The Soybean Innovation Lab is offering customized training workshops in multi-crop thresher fabrication. Our instructors can either train your selected local blacksmiths/welders, or we can train your own trainers.
Access a brochure about the training.
Build it Local
Many smallholder farmers in the tropics do not have access to durable and affordable harvest equipment such as crop threshers. Imported threshers are often too costly and too large and cumbersome for small farmers, have too high of energy needs or end up in the scrap pile if repair parts cannot be located or fabricated. Creating a local, skilled workforce for the fabrication of small to medium sized threshers can solve many of the problems of availability and affordability that prevent smallholder farmers from scaling up production. Locally-made also means locally-repaired. Local fabricators can listen to customer concerns and customize equipment to the needs of the individual or groups of end-users.
The SIL multi-crop thresher was designed by a Ghanaian fabricator and has been extensively field-tested by both SIL and farmers. It shells maize in the husk and threshes soybean and rice with little to no grain loss or breakage. Interchangeable concave sieves make it usable for multiple crops.

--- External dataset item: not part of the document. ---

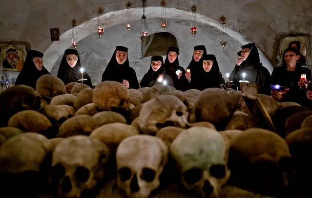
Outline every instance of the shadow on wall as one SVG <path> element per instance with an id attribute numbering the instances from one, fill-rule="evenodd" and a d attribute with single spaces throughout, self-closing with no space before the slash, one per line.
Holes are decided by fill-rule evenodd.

It can thresh maize, soybean, rice, sorghum, millet, cowpea and common beans.
The machine threshes soybean 40 times faster than traditional stick beating and helps reduce drudgery and increase productivity for smallholder farmers.
The multi-crop thresher is sized and priced for purchase and use by mid-sized farmers or service providers for smallholder farmers. It can be powered with a diesel engine or through a tractor power take-off.
The thresher can shell 2000 kg of maize per hour so at full capacity can show a return on investment in one season with maize.
SIL developed the thresher design and the training program because of the difficulty in finding good equipment in Africa and the lack of designs available for local fabricators. The SIL designs are open source and freely available, however training is needed to assure high quality fabrication.
Collaboration and Scale-Up
SIL teams with in-country development organizations (hosts) to provide training and to develop a correlated program of technology adoption and scale-up. The in-country host must develop and implement a viable plan to support the trained manufacturers by connecting them with potential buyers such as service providers or farm cooperatives. This can be done through a variety of methods and programs including:
- Enabling access to events where thresher demonstrations can be used to promote the equipment
- Promote and demonstrate the thresher to farming cooperatives and potential service providers
- Assist in making personal connections between potential buyers and the fabricators
- Promote and support the agricultural service provision sector
- Assist fabricators in maintaining manufacturing quality in the early years after fabrication training. This can be done by field testing with feedback to the manufacturer.
- Connect end-users and fabricators to financing sources
- Promote and support local fabrication of agricultural equipment with governments, donors and policy makers
Workshops include designs and fabrication of a thresher that has a capacity great enough to be economically profitable for professional service providers. Workshops include training on business development, maintaining manufacturing quality and training and educating end-users of machines on operation and maintenance.
Workshops require 6 days of work from 8 am to 7 pm. This includes one day of classroom training and five days of practical fabrication training.
Host organizations will have to supply a facility with power, appropriate tools and welders. Training can also be contracted for Tamale, Ghana where SIL will provide access to a training facility.
The host organization provides all in-country costs. This includes materials for at least one thresher ($2000-$3500, depending on local material costs) and at a minimum, lunch and a morning coffee break for all trainees and trainers. The host will arrange and pay any necessary costs for a training facility. Many technical schools or government workshops provide the facility and required tools in exchange for their staff receiving training. The host will recruit all trainees and will be responsible for acquiring materials and supplies before the start of the training. Some host organizations may also choose to further support the travel or lodging of the trainees.
SIL provides the trainers on a sliding fee scale based on our analysis of the host organization’s demonstrated need, commitment to improving access to mechanization, and ability to find funding.